SMC Web Access Authentication Timeout Change in Version 7.0

SMC Web Access Authentication Timeout Change in Version 7.0

Summary
SMC version 7.0 and later use a new Webswing framework which by default changes the authentication process timeout to 7 seconds when an administrator uses Web Access. This can cause Web Access login page to show a "Server is not available" error if authentication process takes more than 7 seconds.
Problem
Starting from version 7.0 the SMC Web Access has a new authentication timeout of 7 seconds due to Webswing framework upgrade.

This timeout may be hit commonly in cases where SMC administrator is authenticated via external RADIUS that uses multi-factor authentication i.e. after password has been processed the server sends a push to user's mobile app. Unless the user is quick enough to acknowledge the push and thus cause the RADIUS server to send RADIUS response to SMC within 7 seconds, the authentication will time out.

In case of timeout, the SMC Web Access login page presents a Server is not available error.
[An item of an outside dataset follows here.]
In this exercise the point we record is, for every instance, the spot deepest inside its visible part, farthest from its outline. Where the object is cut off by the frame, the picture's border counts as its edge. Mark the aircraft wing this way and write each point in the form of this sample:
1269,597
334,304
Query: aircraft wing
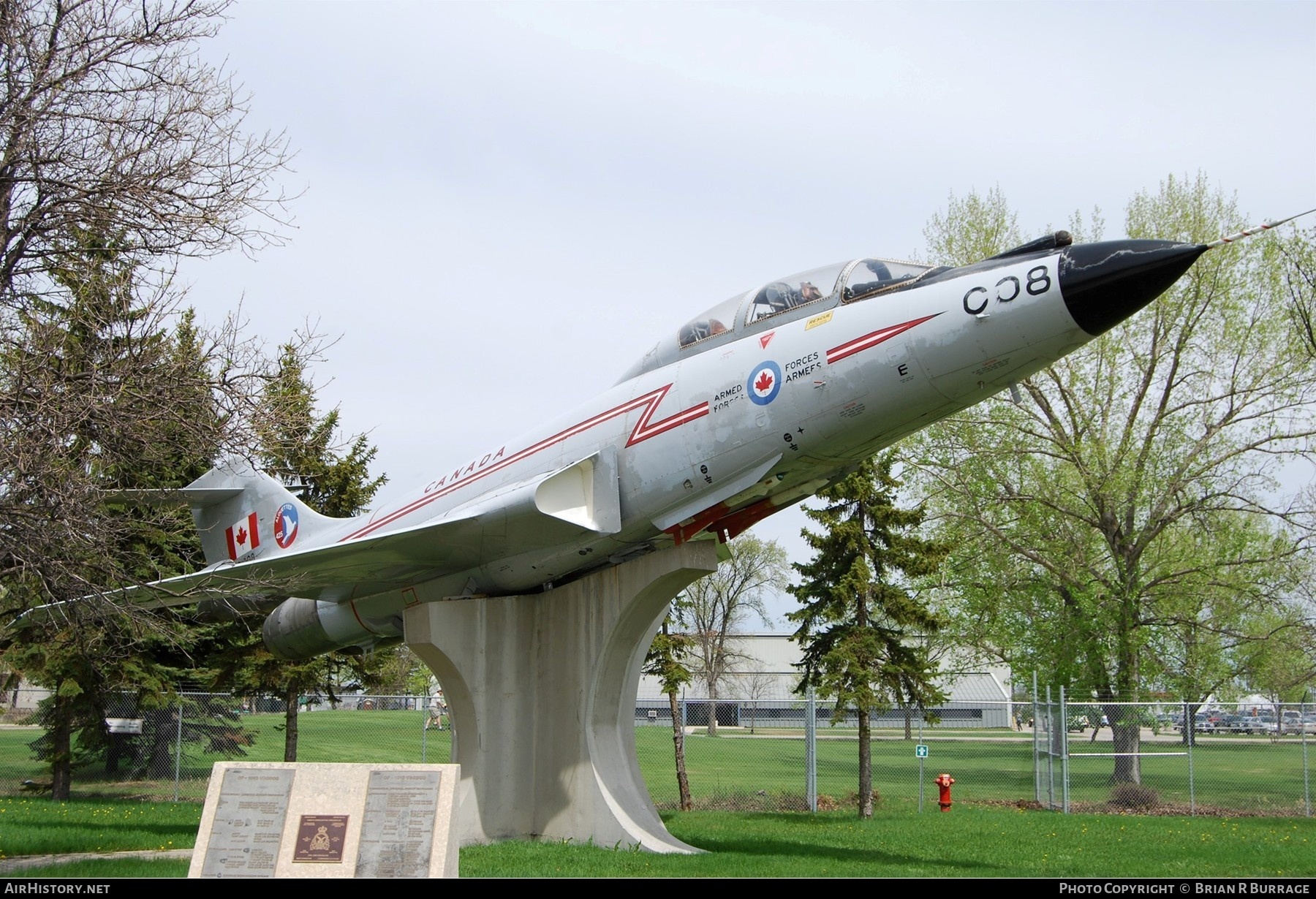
544,511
Note SMC does not support RADIUS Access-Challenge messages as described in the Security Management Center (SMC) Multi-Factor Authentication Support article.
 
Solution

Web Access hosted on Management Server

SMC version 7.0.2 introduces new WEB_ACCESS_FETCH_TIMEOUT parameter to change the Web Access authentication timeout. The default value of this parameter in 7000 milliseconds (7 seconds): WEB_ACCESS_FETCH_TIMEOUT=7000

To increase the timeout to 20 seconds:

  1. On the SMC server, edit the <installation directory>/data/SGConfiguration.txt file.
  2. Add the following line and save the changes:
    WEB_ACCESS_FETCH_TIMEOUT=20000
  3. Restart the Management Server service, on Windows using the Services panel or on Linux using the systemctl restart sgMgtServer command.

 

Web Access hosted on Web Portal Server

To increase the timeout to 20 seconds:

  1. Edit <installation directory>/data/web_starter.xml and add this before CODE_SERVER line:

<vmargs mode="append">   
    <parameter>-Dwebswing.server.fetchTimeout=20000</parameter>
</vmargs> 

So the file content is now:

<?xml version="1.0" encoding="UTF-8"?>
<smc_starter xmlns:xsi="http://www.w3.org/2001/XMLSchema-instance"
             xsi:noNamespaceSchemaLocation="xsd/smc_starter.xsd" bootstrap_version="1.0">
<vmargs mode="append">   
    <parameter>-Dwebswing.server.fetchTimeout=20000</parameter>
</vmargs>
  <server CODE_SERVER="211" MAX_MEMORY_IN_MB="8192"/>
  <role>WebPortal</role>
  <context>DependentServer</context>
</smc_starter>

  1. Restart the Web Portal Server service, on Windows using the Services panel or on Linux using the systemctl restart sgWebPortalServer command.